Among those electronics are 42 iMac computers, 24 of which are in the center’s Computerized Multimedia Classroom. They are linked to a liquid-crystal display projector that projects the instructor’s computer screen onto a whiteboard. In a particularly high-tech turn, the instructor can use a special stylus to control the computer from the whiteboard, eliminating the need to run back and forth to the machine while teaching, Skulas said. Instructors can also save their classroom notes to files and send them to students by email.

Video from WBGU-TV can be run through the projector as well—via BGsupernet and the instructor’s computer—or be sent directly from an accompanying VCR/DVD deck. The students’ iMacs can burn CDs, while the instructor’s computer can burn both CDs and DVDs.

The instructor can control and direct student computers using a feature called Apple Remote Desktop. The software also has an Instant Messenger-like feature that allows text messaging between the instructor and students, or between students. Thus, for example, some students can review a video in one part of the room while others, divided into work groups, can send information to each other via IM, he said.

The “total supervision at all times” is what distinguishes the classroom from a computer laboratory, said Skulas, who received his Ph.D. in interpersonal communication from BGSU in 1995. Instructors will be able to accomplish much more in the limited time they have students in the computerized classroom, which some Russian classes have already used, he added.

He also acknowledged, however, that “the learning curve is very steep” and will require significant training for instructors.

“It’s all really easy once you understand it, but it’s going from not knowing, to knowing, to converting lessons into digital-use pedagogy that will take time,” he said. The move back to University Hall is planned for next spring, but the coordinator said he doesn’t expect the center to be fully operational until fall semester 2003. He’s seeking grants that he hopes would assist faculty in starting conversion of their materials to digital environments next summer.

When the center returns to University Hall, students will be able to send their work directly to an LLC server where an electronic folder for every class will be stored. The folders will be accessible from every computer on campus, Skulas pointed out, saying that rather than going by the book, “we are writing the book as we go along.”

The other 18 new iMacs are in the center’s upgraded Listening Center—a digitized version of its predecessor. Skulas digitized existing cassettes on equipment in the Center for Teaching, Learning and Technology. Students can go to the LLC Web site via the “My BGSU” portal and receive audio language instruction that coincides with their respective classes and accompanying workbooks. So far this semester, more than 800 students have visited the Listening Center, where they can also get help if needed.

“This is the first group of students I’ve worked with in the Language Lab (the center’s former name) who’ve asked to go back regularly,” said Pogacar, adding that few area universities have a comparable facility. “You can count them on one hand in this region,” he said.
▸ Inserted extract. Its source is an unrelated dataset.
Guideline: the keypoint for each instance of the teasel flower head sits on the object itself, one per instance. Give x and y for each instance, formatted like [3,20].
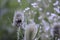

Skulas said McGraw-Hill has now digitized its workbooks for uploading onto a server, eliminating the need for paper workbooks and allowing student work to be sent directly to the class’s server file for grading and returning. The University’s two elementary and two intermediate Spanish classes will try that approach on a trial basis during spring semester, he said.

A DVD/VCR viewing area and an instructor preparation area are also part of the upgraded center, which opens at 8:30 a.m. each weekday and closes at 5 p.m. Monday-Wednesday, 6 p.m. on Thursdays and 4 p.m. on Fridays.

BGSU offers nine foreign languages—plus English as a Second Language—in which roughly 60 language and culture courses are available, Pogacar said. Any student can take a foreign language course to fulfill University and college requirements, he said, although requirements depend upon the individual college and degree program.